House, Senate Committees Advance Budget Transparency Bills

Both the House and Senate government oversight committees have advanced legislation that would make information regarding federal government spending more transparent to the public. The legislation, entitled the Congressional Budget Justification Transparency Act of 2019, was introduced by Congressmen Mike Quigley (D-IL) in the House and Gary Peters (D-MI) in the Senate.

Under the legislation (House bill H.R. 4894, Senate bill S. 2560), all federal agencies would be required to post their congressional budget justification on their website. The Office of Management and Budget (OMB) would also need to establish a public website with links to all the budget justifications and the Treasury Department would be required to post the agencies’ budget documents on USAspending.gov.

According to reports from GovExec, OMB only requires executive branch agencies to publish their congressional budget justifications online and its website only has the information from the White House.

When the Congressional Budget Justification Transparency Act was introduced in the fall, 29 good government groups, nonprofits, and unions wrote to congressional leaders that it “would provide needed transparency and accountability to agency spending proposals.”

Lead Senate Cosponsor Rob Portman (R-OH) explained in a bipartisan news release on the bill with Senator Peters, “Ohioans and all Americans should be able easily evaluate how the federal government is spending their hard-earned tax dollars. This bipartisan legislation will improve federal government transparency by requiring federal agencies to publish their annual budget justifications on a centralized website.”

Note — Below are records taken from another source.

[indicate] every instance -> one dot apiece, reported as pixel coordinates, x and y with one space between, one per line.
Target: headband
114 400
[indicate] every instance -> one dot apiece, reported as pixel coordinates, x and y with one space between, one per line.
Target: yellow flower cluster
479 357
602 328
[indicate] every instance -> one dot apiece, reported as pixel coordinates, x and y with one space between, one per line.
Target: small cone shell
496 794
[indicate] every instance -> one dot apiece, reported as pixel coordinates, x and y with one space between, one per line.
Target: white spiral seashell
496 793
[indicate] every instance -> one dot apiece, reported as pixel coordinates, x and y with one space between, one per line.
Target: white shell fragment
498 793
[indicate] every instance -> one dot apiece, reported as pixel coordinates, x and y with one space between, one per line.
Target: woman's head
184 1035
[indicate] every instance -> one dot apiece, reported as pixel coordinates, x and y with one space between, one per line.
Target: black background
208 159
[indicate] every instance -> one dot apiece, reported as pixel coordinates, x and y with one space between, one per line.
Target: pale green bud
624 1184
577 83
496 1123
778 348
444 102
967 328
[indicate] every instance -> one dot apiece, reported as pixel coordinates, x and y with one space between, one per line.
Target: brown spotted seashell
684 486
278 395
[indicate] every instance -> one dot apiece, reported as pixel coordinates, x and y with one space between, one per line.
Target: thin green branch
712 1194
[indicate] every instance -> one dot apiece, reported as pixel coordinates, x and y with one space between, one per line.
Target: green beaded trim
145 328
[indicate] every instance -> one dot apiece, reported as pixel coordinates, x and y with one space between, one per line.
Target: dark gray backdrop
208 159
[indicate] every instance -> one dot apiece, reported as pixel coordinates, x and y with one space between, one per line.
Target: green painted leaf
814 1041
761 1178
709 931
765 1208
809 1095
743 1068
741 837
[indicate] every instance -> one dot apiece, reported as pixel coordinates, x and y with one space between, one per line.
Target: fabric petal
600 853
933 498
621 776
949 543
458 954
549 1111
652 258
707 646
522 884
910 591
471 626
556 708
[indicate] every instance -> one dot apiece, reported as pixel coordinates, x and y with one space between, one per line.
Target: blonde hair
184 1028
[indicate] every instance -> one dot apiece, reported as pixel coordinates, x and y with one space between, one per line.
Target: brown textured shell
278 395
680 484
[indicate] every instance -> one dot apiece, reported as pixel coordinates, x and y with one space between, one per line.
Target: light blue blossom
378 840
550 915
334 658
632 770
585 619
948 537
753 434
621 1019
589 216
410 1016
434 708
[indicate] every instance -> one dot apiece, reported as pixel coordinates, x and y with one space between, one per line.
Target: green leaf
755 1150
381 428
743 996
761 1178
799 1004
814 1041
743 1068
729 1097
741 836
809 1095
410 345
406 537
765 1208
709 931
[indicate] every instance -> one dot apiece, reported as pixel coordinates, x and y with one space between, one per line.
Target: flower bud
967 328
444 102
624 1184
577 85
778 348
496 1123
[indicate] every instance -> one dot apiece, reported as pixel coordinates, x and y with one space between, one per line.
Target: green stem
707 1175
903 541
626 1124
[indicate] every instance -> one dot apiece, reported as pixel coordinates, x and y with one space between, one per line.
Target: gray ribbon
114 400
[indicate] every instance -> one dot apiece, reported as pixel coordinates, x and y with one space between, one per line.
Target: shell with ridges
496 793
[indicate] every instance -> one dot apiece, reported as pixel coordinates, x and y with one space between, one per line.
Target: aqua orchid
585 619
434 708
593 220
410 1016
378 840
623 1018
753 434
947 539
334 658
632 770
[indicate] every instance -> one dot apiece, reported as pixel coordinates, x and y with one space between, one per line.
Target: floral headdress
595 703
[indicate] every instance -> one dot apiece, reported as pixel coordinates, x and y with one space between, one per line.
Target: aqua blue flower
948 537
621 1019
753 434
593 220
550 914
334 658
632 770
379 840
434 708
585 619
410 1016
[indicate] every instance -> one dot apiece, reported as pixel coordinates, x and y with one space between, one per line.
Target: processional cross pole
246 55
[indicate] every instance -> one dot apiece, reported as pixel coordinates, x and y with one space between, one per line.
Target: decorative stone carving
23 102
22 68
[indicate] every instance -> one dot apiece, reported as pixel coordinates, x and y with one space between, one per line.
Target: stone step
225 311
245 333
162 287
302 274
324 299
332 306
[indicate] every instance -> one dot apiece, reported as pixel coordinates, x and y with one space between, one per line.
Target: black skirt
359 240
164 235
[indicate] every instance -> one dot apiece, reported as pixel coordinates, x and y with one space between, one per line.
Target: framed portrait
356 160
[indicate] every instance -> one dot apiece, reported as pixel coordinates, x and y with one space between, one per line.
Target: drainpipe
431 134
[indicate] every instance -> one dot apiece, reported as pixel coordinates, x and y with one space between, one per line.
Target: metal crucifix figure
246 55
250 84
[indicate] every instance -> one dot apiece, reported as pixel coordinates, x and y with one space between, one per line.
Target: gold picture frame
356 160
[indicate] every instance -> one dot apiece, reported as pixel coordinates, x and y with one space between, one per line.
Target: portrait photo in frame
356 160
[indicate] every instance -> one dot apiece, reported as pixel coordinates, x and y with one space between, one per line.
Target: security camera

"Government accountability is a fundamental principle in a democracy, and knowing the government's accounts – how agencies plan to spend taxpayer funds – is the bedrock for such accountability," said Daniel Schuman, Policy Director at Demand Progress in the release. "Senators Gary Peters and Rob Portman have rightly decided to hold the government to account by introducing legislation to require all its spending plans to be available online in one spot so that everyone can see how they intend to spend taxpayer funds."

Now that both House and Senate bills have passed out of their respective committees, the pieces of legislation will head to the floor in both chambers for a vote.